2.2. Inclusion and exclusion criteria

The studies included in our analysis adhered to the following inclusion criteria: (A) Human-based research; (B) Case-control or cohort study design; (C) Availability of valid data; (D) Investigation into CYP17A1 rs743572 polymorphism’s relationship with cancer; (E) Controls meeting Hardy-Weinberg Equilibrium (HWE), with P > 0.05. P > 0.05 represents genetic equilibrium in the population [8]. Additionally, the exclusion criteria was: (A) Case-only/non-cancer subject-only research; (B) Repetitive research; (C) Assembly abstracts.

2.3. Data screening

Valid data were screened independently by two researchers, encompassing first author’s name, publication date, origin country, ethnicity, cancer type, and control source, as well as cases and controls’ numbers in each study.

2.4. Quality evaluation

Each study’s quality was independently evaluated by two researchers with the quality assessment criteria outlined in S1 Table, as previously described [9]. The following aspects were involved: cancer case ascertainment (0–2), case representation (0–2), control representation (0–3), control selection (0–2), genotyping examination (0–2), adherence to HWE (0–1), and total sample size (0–3).
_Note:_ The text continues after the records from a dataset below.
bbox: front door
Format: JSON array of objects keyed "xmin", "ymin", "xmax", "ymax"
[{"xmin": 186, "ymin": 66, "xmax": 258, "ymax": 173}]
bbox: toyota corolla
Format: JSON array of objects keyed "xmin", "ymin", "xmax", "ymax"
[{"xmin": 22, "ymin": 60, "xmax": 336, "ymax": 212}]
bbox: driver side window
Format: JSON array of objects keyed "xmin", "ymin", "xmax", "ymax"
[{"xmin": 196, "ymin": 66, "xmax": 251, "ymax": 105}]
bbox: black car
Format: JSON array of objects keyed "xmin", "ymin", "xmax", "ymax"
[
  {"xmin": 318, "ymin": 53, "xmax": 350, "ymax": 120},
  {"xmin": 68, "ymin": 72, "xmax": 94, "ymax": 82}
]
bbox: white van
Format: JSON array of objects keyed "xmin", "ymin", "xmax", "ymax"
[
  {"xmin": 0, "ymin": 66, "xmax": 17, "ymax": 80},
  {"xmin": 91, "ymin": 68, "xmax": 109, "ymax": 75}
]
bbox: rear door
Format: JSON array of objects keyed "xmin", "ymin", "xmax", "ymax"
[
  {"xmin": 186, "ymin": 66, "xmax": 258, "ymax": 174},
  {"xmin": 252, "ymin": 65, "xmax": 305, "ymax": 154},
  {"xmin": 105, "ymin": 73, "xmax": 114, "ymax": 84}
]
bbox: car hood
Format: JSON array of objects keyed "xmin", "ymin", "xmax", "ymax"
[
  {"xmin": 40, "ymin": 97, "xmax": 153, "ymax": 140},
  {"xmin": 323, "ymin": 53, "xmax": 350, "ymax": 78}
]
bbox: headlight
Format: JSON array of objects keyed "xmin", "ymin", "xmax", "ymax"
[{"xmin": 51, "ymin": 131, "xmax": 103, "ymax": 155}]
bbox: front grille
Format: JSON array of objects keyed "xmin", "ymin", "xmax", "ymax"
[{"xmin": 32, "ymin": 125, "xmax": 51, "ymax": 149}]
Total scores ranged from 0 to 15, with studies scoring > 9 points categorized as high quality.

2.5. Statistical analysis

Statistical analysis was conducted using Stata software (Version 12.0, StataCorp, College Station, TX, USA). The association between the CYP17A1 rs743572 polymorphism and cancer risks was assessed using odds ratio (OR) and 95% confidence interval (CI). Dominant, recessive, homozygote, heterozygote, and allele models were employed for analysis. Cochrane Q-test and P-values were applied for heterogeneity evaluation: random-effects model with P ≤ 0.10 or I2 ≥ 50%; fixed-effects model otherwise. Information was stratified according to ethnicity, control source, and cancer type. Publication bias was assessed through Begg’s test and Egger’s test. Study reliability was evaluated by analyzing sensitivity. P < 0.05 represented statistical significance. False positive report probability (FPRP) analysis was carried out as previously mentioned [10], which assumed 0.1 as the prior probability, with an FPRP threshold of 0.2 considered noteworthy [11]. To address potential biases from sparse data that may impact meta-analyses, trial sequential analysis (TSA) was conducted using the Copenhagen Trial Unit’s software (Denmark, 2011). The study parameters included overall type–I error (5%), test power (80%), and relative risk reduction (20%).

3. Results

3.1. Study selection

Our search strategy yielded 428 articles. Following evaluating titles and abstracts, 35 articles met our inclusion criteria. Upon a thorough examination of the full texts, 8 articles were excluded. This exclusion comprised three articles that did not address the association between CYP17A1 rs743572 polymorphism and cancer susceptibility, two review articles, and three that lacked detailed genotyping data. Ultimately, 27 articles, encompassing 29 studies (13,767 cases; 17,441 controls) were included [1238]. The screening process is illustrated in Fig 1.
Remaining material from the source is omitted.